Third Copenhagen Consensus: Biodiversity Assessment, Hussain Markandya et al
An Assessment Paper on Biodiversity has been written by S. S. Hussain , A. Markandya, L. Brander, McVittie A, de Groot , Vardakoulias O, A. Wagtendonk and P. Verburg and released by the Copenhagen Consensus Center. The working paper used by the Expert Panel is available for download here, the finalized paper has been published in Global Problems, Smart Solutions - Costs and Benefits by Cambridge University Press.
In addition two Perspective Papers have been released, one by John Whitehead and Paul Chambers, as well as one by Juha Siikamäki.
Salman Hussain and Anil Markandya note that there will be a significant loss of biodiversity over the next 40 years. They estimate that globally this loss could be around 12 percent, with South Asia facing a loss of around 30 percent and Sub-Saharan Africa of 18 percent.
These losses have a significant value, because of the ‘ecosystem services’ that humans obtain from nature.
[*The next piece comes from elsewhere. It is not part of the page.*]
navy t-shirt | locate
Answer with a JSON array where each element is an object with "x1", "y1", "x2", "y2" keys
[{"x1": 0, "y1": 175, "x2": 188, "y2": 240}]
The value of these services has been estimated in monetary terms in a number of studies for temperate and tropical forests and grasslands. From this analysis, Hussain and Markandya derive figures for the losses that will occur when any patch of the same sort of natural area is lost.
The study looks at three interventions and compared these to doing nothing – ‘business as usual’. The first solution focuses on creating an increase in agricultural productivity through research and development. This may seem like a roundabout way to address biodiversity, but as the global population has increased to 7 billion, we have cut down more and more forest to grow our food. Likewise, looking towards 2050 we will likely expand agricultural area another 10 percent, which will come from natural areas like forests and grasslands. Thus, if we could increase agricultural productivity we would need to appropriate less and be able to leave more to nature.
The authors estimate that with a $14.5 billion annual infusion into research we can achieve 20 percent higher annual growth rates for crops and 40 percent higher growth rates for livestock, which over the next 40 years will significantly reduce pressures on nature and hence help biodiversity.
Just when looking at tropical forests, this will avoid us cutting down the equivalent of an area of Spain, and a similar avoided area of temperate forests and we will save more than twice that area of grasslands. In total, the benefits will be on the order of $53 billion. When we then also take into account that these forests will store more carbon of almost the same benefit, the benefit-cost ratio is likely to be around 7 – so for every dollar spent, we will do about 7 dollars worth of good both for biodiversity and climate.
Beyond that, we will of course also have made more food available and at cheaper prices for future generations, which likely mean that the total benefit-cost is substantially higher again
The second program they explore is increasing the amount of protected areas globally to around 20 percent of all land across a large number of ecological regions, over three decades. Currently such areas account for around 10 percent of all land. There are obvious benefits from this but there are also significant costs, principally the loss of output from the land that is taken out of use. While the expansion of protected areas can severely limit potential agricultural expansion in the context of the baseline projection of rising food demand, land scarcity arising from such a policy would likely force an increase in agricultural productivity. The net benefits are very much dependent on what cost estimates are used for newly protected lands. With higher assumptions about costs, the program does not pass a benefit-cost test: in other words, it costs more than the benefits. This is even when the benefits of avoided climate change are included. With lower assumptions it only barely passes, making one dollar achieve slightly more than a dollar worth of good in biodiversity and climate.
However, Hussain and Markandya note that the main reason for this program would be to enhance biodiversity conservation and our methods of estimation do not fully capture those benefits, so these estimates could be an underestimation.
The final program they looked at is one that seeks to prevent all dense forests from being converted to agriculture over a thirty year period, because forests are one of the main homes to biodiversity. Notice, that the academics do not attempt to assess the political viability of such an approach, but it would save more than five Spains worth of tropical forests.
In this case the benefits are very high. There is considerable uncertainty about the costs (the upper estimate is more than four times the lower estimate) but since forests lands are mostly valuable because they can be converted to agriculture and since the prices are higher because of ineffective agricultural subsidies, they find the most reasonable estimates for forests are not the highest. With these estimates, the benefits exceed the costs even without including the CO2 storage value, and solution is very attractive at a minimal $7 back on the dollar.